Beer sales lack froth
On the surface, there are good reasons for the analysts' dour outlook. Beer consumption is declining, and while there is still growth in the craft beer niche, it is indisputably slowing down. Boston Beer's flagship Samuel Adams brand hasn't posted a single quarter of higher depletions in more than three years. ("Depletions" is how the beverage industry refers to shipments to distributors and retailers, and the statistic is a used proxy for consumer demand.) Below is a chart of the company's total depletions across all products.
Although the brewer is enjoying considerable success with its hard teas, ciders, and seltzers, beer is the bulwark of Boston Beer's portfolio (duh!) and its sales remain skunked. It has had hit-or-miss success with new flavors, like its lager-ale mashup Sam '76 or the Samuel Adams New England IPA, which is a play on the current hazy beer fad, but even founder and Chairman Jim Koch admits there's no evidence yet they'll have any staying power.

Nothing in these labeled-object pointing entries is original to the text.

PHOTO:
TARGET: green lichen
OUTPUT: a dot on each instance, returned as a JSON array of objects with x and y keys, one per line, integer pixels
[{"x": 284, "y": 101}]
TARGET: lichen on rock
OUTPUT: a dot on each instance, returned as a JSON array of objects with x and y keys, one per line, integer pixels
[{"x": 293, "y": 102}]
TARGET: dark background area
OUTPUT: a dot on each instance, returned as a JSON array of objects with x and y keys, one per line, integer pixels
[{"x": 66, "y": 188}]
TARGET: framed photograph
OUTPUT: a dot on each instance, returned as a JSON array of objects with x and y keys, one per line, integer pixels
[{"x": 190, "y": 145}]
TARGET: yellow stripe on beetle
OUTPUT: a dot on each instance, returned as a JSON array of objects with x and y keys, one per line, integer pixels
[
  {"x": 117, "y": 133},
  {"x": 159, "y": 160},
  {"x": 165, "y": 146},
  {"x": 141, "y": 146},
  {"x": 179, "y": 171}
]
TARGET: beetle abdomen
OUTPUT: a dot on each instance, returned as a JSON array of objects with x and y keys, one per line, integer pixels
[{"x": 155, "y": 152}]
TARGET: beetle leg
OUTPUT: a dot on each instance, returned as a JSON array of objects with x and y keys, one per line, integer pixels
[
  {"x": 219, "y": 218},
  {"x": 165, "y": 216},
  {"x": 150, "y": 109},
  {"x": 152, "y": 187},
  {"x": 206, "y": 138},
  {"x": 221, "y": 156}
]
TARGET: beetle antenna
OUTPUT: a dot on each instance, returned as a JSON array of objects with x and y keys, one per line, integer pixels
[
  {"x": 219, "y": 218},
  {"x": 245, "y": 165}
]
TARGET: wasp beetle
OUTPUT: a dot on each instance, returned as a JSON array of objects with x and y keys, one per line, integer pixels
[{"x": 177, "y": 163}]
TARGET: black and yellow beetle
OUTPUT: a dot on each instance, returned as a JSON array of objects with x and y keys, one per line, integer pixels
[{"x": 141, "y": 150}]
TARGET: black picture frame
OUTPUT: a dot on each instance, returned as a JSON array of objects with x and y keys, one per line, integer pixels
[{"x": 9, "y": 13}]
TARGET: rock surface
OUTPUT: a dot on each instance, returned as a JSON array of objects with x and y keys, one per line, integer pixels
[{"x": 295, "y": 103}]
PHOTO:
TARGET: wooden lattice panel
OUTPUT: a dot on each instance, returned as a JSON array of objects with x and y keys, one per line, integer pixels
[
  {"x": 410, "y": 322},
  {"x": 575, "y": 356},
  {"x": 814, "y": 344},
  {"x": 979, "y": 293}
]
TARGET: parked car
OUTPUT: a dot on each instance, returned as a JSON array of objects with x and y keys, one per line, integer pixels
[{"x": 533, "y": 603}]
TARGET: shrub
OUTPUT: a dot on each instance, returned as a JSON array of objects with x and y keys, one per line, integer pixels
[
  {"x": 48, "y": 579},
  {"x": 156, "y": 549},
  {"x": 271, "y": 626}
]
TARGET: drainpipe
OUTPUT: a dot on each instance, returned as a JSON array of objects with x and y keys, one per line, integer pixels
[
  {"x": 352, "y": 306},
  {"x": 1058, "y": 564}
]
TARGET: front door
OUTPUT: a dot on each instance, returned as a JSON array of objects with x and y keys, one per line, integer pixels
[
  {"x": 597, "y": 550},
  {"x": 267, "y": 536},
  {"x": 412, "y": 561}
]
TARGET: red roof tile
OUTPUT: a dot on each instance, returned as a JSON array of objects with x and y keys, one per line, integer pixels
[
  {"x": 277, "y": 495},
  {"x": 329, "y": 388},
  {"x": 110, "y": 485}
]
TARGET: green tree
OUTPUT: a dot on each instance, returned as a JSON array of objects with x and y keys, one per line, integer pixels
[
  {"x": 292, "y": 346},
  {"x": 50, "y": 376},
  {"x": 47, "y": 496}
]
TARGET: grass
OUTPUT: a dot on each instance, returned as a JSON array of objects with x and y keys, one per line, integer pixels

All of which explains why Boston Beer's stock tumbled after the company reported seemingly better second-quarter earnings in late July. Revenue jumped nearly 10% from the year-ago period, though net earnings tumbled by double that rate. However, the company was able to build on its 8% growth in depletions in the first quarter, posting a 12% gain.
It was truly a mixed bag of results, and the company's guidance followed the same pattern. The craft brewer reiterated its full-year outlook for adjusted earnings and bolstered its forecast for depletions, but it also reduced its gross margin targets for 2018. Coupled with the fact that depletions are only rising thanks to its teas, ciders, and seltzers -- not its beer -- the two-day 15% collapse in its stock price seems warranted.
In a category all its own
A good case can be made that Boston Beer's stock hasn't fallen far enough. Anheuser-Busch InBev (NYSE: BUD), the world's largest brewer, can't gain any traction even though it has gobbled up a large number of craft breweries over the past couple of years, because volumes of beer sold continue to decline in the U.S., its biggest market. Its sales to domestic wholesalers fell by more than 5% in Q2, which was enough to offset the gains it made in every other region.
Likewise, the U.S. revenues of Molson Coors (NYSE: TAP) fell for the fourth consecutive quarter.
But we already knew Big Beer was in trouble, and that's part of the problem for Boston Beer. It has grown to such a size that it no longer is really viewed as "craft" by many beer drinkers, though it remains much too small to effectively compete against the megabrewers.
Because the trends in beer today favor small and local, Boston Beer has found itself locked out of the gains that Craft Beer Alliance (NASDAQ: BREW) is enjoying with its Kona brand, which saw depletions grow 3% in the first quarter.
Despite Craft Brew Alliance not falling under the Brewer Association's definition of being a craft brewer because Anheuser-Busch owns about a third of its business, Kona beers are still very much seen as small regional beers that have stayed true to the Hawaiian roots of the Kona Brewing Co., which joined the alliance in 2010. That may change as Anheuser-Busch is now giving the beers much broader distribution, but they also don't carry the stigma of being your father's craft beer as Samuel Adams does.
Key investment takeaway
Although the analyst community has a consensus hold on Boston Beer's stock, its valuation actually seems inflated relative to its prospects. Shares trade at 43 times trailing earnings and 32 times next year's estimates, while its free cash flow is 36 times its stock price, a rich valuation for such a mature brand, even if it is a craft brewer. Investors might conclude that this time, Wall Street isn't wrong when it comes to its pessimistic outlook for Boston Beer stock.